Pour ma part, je ne peux pas, je suis faite comme ça. J’ai toujours eu cette conviction : je me ferai ma place mais pas dans ce monde dysfonctionnel mais dans le prochain que je participerai à inventer.

Ce qui peut paraître beau, grand, généreux, n’est, je pense, que le fruit du hasard, de la composition des gènes qui m’a faite comme je suis. C’est un immense merci que j’adresse à ma maman, qui j’espère s’autorisera à être fière ce soir, ma maman qui m’a montré l’exemple d’une vie de courage et d’attention à son prochain.

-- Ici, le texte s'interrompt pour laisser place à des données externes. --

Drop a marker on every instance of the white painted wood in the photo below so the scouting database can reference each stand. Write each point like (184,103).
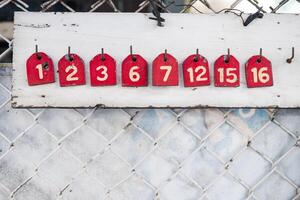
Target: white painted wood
(87,33)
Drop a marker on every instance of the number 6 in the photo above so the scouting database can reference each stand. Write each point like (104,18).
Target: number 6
(134,75)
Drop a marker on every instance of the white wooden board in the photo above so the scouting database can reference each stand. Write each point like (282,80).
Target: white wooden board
(87,33)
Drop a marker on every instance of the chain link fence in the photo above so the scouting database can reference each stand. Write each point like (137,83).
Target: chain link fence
(165,154)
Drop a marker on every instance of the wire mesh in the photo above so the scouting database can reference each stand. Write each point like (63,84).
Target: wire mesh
(164,154)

Scout toujours prête, ma devise pendant tellement d’année : chef de sizaine, chef de patrouille, concours l’Express, des fêtes, du chant, des grandes conversations (c’est important la conversation), l’école de commerce à Toulouse, présidente du club de théâtre, du journal de l’école, et secrétaire générale de la cave, notre palais des fêtes, jamais le sentiment de travailler mais toujours agir. J’ai exploré mille chemins. Jamais les bras ballants, il y a tant à faire de merveilleux dans ce monde. Tu es d’accord, n’est-ce pas ? Tu m’en as parlé l’autre jour en me montrant cette photo dans le journal local qui me félicitait de mon prix pour mon reportage sur la faim dans le monde en terminale.

Toujours des questions : comment, à la fin du XXème siècle, peut-on encore être en guerre ? Avoir des sans-abris dans nos rues ? Etre malheureux au point de vouloir en finir ? Pourquoi certains ont de la chance et pas d’autres ?  Et celles que tu m’as susurrées à l’oreille : pourquoi les femmes moins que les hommes ? C’est quoi un garçon manqué si ce n’est une fille réussie ?

Paris me voilà ! Ensemble, nous allons faire de grandes choses. Emily in Paris, j’ai atteint mon but, un job pour agir avec d’autres. Je débarque dans une petite agence de pub qui monte, mon rêve. Et tu sais quoi ? personne ne m’attend ! Dégringolade. Je rêvais d’un monde qui n’existe pas. Je m’évade… en Inde. Comment continuer à vivre après être passée dans les rues de Delhi ? Je plonge dans la dépression.

Entrer dans la vie d’adulte, finalement, c’est comme créer une boite. Monter le projet c’est facile, les ennuis commencent une fois qu’on est lancé. Pour moi, la liberté, c’était la vie d’adulte. Je n’avais pas imaginé que c’était là que commençait le chemin. Heureusement, dans ce premier passage abrupt, tous les mardis soir je pouvais venir faire une pause chez toi. Et tu m’écoutais, malgré tes soucis. C’est l’époque ou De Caunes nous répétait chaque matin dans le poste : ça va péter dans le golfe. Et ça a fini par péter. L’économie a pris une grosse gifle et moi avec. Licenciement économique. 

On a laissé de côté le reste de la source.